Degraded Performance

Incident Report for Mobaro

Postmortem

Database Service Outage Post-Mortem

Incident Duration: April 8, 2025, 07:00 UTC - 08:00 UTC (1 hour)

Summary

On April 8, 2025, we experienced a service outage that lasted for one hour, from 07:00 UTC to 08:00 UTC. The incident was triggered by a deployment of a database indexing process update that caused unexpected issues.

Timeline

  • 07:00 UTC: Deployment of a small update to our database indexing processes began.
  • Shortly after deployment: Team identified a malfunction in the update process affecting one of our nodes.
  • Following detection: Attempted to halt the deployment, which unfortunately caused the entire cluster to become unresponsive.
  • Following unresponsiveness: Initiated a controlled, node-by-node restart of the database cluster.
  • 08:00 UTC: Service fully restored after completing the restart process.

Impact

The database cluster was unresponsive during the incident window. While the outage lasted longer than anticipated due to the extended restart process, we can confirm that all data remained intact and secure throughout the incident.

Root Cause

A malfunction occurred during the deployment of a database indexing process update. When we attempted to stop the deployment to address this malfunction, it unexpectedly caused the entire cluster to become unresponsive, necessitating a full restart.

Resolution

We performed a safe, methodical node-by-node restart of the entire database cluster. While this process took longer than initially expected, this careful approach ensured data integrity was maintained throughout the recovery.

Next Steps

Our team is currently:

  1. Investigating the specific cause of the initial update malfunction.
  2. Reviewing our deployment rollback procedures to prevent similar cluster-wide impacts.
  3. Evaluating ways to optimize our restart processes to reduce recovery time.
  4. Increasing resources available for each node.

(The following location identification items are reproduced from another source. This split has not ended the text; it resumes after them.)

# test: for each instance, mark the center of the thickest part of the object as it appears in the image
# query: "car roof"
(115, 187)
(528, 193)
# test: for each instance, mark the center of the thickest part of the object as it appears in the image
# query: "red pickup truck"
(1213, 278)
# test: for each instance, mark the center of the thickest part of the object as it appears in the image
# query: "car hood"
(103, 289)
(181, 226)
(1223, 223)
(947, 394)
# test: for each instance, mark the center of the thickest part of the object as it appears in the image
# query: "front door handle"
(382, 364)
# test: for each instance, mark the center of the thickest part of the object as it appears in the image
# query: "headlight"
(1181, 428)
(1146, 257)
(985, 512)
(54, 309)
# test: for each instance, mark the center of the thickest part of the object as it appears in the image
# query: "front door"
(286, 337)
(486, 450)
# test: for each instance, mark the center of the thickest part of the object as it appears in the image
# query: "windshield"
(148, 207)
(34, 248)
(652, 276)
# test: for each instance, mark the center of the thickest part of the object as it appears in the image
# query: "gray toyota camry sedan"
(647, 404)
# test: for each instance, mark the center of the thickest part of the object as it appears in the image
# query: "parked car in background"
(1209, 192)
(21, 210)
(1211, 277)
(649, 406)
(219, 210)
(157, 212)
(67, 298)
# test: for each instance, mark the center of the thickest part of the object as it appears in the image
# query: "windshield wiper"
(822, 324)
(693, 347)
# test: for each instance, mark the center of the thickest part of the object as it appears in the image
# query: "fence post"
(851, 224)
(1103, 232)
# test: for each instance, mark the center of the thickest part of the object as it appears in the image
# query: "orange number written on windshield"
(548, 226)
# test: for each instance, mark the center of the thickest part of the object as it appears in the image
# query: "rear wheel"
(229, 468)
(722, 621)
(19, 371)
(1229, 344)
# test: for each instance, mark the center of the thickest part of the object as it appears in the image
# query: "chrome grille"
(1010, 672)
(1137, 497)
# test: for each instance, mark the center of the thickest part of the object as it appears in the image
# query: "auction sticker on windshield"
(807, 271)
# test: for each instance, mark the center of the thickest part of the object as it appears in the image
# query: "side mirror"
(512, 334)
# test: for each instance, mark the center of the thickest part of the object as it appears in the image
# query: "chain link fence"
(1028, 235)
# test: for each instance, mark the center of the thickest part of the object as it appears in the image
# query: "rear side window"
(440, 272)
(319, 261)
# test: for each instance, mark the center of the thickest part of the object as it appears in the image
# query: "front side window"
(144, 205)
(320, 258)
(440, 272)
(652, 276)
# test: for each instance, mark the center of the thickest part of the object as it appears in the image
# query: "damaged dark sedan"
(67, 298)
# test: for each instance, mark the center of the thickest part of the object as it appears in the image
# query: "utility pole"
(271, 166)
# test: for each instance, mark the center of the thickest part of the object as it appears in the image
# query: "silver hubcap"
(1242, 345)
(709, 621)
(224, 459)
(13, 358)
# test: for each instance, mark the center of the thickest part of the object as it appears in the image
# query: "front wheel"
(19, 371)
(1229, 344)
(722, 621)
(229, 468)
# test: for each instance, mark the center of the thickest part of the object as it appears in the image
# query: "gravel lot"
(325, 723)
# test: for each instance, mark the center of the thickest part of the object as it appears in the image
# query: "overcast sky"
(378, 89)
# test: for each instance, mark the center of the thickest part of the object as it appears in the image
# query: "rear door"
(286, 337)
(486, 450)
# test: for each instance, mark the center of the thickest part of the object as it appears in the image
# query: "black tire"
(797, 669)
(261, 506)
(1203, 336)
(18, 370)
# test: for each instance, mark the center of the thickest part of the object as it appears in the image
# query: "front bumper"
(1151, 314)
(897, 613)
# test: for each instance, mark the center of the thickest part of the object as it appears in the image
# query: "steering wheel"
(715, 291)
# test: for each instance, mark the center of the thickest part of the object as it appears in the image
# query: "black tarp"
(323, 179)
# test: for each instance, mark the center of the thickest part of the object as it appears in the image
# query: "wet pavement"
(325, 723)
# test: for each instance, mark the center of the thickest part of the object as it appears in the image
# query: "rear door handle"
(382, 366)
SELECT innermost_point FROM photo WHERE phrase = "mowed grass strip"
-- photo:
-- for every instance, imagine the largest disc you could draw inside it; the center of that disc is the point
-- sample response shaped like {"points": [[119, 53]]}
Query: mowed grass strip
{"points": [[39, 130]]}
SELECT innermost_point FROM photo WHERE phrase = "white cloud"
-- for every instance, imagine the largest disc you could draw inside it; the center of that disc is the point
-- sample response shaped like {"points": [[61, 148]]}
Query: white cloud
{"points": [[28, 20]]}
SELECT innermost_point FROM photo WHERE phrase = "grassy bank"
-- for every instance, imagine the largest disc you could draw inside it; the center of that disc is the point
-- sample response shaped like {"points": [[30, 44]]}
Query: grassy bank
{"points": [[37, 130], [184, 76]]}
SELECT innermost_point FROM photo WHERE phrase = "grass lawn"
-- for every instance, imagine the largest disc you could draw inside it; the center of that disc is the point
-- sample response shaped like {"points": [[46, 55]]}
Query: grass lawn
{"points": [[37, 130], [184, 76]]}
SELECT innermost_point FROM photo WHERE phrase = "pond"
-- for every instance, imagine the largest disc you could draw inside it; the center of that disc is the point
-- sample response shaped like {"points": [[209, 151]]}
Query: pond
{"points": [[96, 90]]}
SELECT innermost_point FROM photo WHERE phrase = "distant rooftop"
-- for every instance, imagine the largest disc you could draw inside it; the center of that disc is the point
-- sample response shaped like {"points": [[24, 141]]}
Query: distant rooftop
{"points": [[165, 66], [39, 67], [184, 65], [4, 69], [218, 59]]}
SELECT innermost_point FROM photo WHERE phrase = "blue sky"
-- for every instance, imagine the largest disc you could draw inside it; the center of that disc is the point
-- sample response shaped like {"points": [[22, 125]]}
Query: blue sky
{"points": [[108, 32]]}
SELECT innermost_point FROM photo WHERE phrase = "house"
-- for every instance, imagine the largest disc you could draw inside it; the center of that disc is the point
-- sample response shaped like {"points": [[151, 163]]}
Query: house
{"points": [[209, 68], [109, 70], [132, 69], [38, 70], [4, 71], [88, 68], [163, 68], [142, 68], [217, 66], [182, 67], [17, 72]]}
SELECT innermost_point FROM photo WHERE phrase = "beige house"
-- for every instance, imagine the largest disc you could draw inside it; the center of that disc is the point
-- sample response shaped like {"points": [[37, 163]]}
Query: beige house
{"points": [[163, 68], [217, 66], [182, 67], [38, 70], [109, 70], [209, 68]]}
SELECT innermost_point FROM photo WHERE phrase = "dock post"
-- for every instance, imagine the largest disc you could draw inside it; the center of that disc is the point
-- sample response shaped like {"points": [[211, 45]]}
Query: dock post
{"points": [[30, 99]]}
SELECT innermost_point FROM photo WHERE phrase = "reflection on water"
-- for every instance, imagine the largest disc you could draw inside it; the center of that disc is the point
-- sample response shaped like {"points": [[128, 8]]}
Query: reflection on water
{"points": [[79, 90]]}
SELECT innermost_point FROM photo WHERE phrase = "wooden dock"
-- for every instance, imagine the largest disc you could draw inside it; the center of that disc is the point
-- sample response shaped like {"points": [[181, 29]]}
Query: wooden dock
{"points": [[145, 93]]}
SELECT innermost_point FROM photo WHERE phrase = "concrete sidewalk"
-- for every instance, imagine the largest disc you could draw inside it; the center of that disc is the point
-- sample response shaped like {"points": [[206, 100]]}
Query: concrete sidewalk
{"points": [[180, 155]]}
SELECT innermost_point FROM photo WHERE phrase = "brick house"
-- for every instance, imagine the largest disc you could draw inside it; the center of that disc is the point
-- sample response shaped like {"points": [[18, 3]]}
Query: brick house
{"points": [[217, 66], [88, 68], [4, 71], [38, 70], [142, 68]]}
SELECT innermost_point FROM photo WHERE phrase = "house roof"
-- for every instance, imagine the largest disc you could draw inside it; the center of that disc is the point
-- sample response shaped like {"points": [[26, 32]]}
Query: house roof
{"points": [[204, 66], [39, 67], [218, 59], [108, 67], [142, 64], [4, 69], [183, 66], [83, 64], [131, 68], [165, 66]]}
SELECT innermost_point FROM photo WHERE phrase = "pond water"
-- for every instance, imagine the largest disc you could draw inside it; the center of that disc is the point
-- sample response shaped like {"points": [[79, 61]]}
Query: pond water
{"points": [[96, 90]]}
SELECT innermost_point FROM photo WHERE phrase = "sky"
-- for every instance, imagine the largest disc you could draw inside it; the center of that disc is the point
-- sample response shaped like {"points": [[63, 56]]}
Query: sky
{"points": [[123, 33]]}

We apologize for any inconvenience this outage may have caused. We remain committed to improving our systems to prevent similar incidents in the future.

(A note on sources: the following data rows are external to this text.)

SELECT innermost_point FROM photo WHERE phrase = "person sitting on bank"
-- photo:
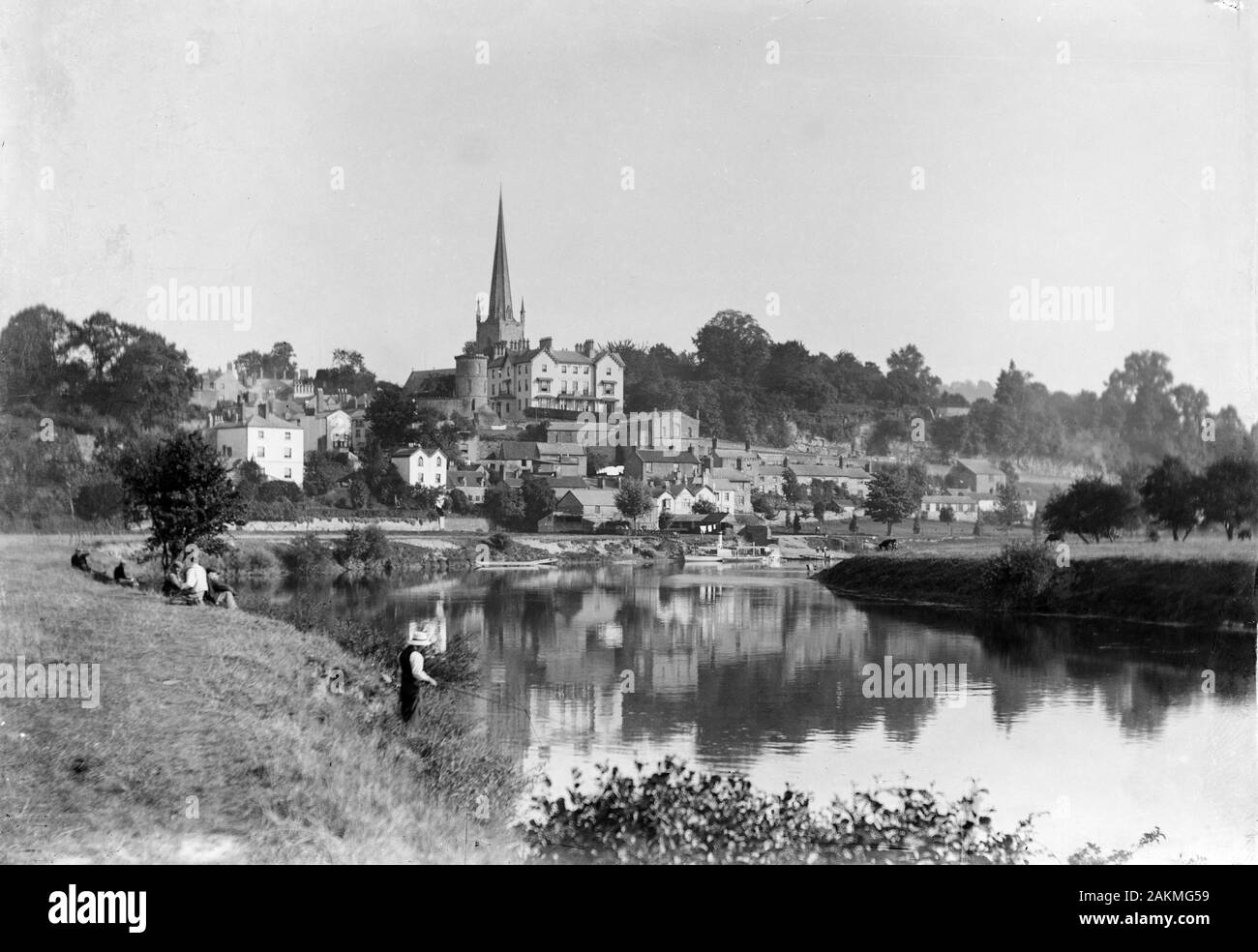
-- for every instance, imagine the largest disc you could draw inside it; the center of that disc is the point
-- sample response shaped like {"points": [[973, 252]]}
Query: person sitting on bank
{"points": [[411, 664], [121, 578], [219, 592], [192, 590]]}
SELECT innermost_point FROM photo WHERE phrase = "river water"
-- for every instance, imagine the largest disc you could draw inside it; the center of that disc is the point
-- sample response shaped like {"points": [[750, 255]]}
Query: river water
{"points": [[1102, 727]]}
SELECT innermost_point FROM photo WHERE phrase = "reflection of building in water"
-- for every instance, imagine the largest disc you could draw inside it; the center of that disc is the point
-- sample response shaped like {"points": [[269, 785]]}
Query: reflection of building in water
{"points": [[720, 666]]}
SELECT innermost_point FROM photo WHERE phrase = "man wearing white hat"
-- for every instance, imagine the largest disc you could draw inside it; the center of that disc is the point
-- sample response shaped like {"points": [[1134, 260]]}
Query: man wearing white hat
{"points": [[410, 661]]}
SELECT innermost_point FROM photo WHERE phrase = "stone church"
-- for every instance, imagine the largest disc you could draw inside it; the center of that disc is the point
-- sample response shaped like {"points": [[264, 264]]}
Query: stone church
{"points": [[501, 376]]}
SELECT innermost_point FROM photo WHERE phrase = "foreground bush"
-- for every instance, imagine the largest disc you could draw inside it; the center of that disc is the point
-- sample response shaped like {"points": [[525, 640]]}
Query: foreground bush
{"points": [[363, 549], [306, 556], [677, 815], [1018, 578]]}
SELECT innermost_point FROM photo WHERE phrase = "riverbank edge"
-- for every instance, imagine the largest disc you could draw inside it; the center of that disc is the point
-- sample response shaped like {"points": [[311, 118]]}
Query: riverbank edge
{"points": [[1174, 592], [219, 737]]}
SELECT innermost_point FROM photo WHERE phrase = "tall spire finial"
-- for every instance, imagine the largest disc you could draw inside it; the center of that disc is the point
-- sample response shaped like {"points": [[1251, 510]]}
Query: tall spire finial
{"points": [[499, 283]]}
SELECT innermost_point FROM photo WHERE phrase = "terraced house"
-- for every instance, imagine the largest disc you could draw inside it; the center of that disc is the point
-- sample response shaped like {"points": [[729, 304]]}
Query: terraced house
{"points": [[501, 375]]}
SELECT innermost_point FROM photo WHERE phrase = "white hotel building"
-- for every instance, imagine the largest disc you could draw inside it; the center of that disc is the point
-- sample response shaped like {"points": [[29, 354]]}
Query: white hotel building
{"points": [[276, 445]]}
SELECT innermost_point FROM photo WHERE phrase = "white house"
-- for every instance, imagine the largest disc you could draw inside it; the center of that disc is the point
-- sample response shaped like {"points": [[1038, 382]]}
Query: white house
{"points": [[359, 431], [327, 431], [276, 445], [420, 466]]}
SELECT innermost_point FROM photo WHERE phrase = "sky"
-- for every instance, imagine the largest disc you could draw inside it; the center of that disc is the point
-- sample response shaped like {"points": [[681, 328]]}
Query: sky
{"points": [[855, 174]]}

Posted Apr 08, 2025 - 10:42 CEST

Resolved

This incident has been resolved.
Posted Apr 08, 2025 - 10:17 CEST

Monitoring

A fix has been implemented and we are monitoring the results.
Posted Apr 08, 2025 - 09:57 CEST

Update

We are currently investigating this issue.


As a possible workaround set your mobile device to "Airplane mode" will allow the app to respond a bit faster during this incident.
Posted Apr 08, 2025 - 09:36 CEST

Investigating

We are currently investigating this issue.
Posted Apr 08, 2025 - 09:17 CEST
This incident affected: Mobile App, Backend Application, RideOps, Public API, and Single Sign-On.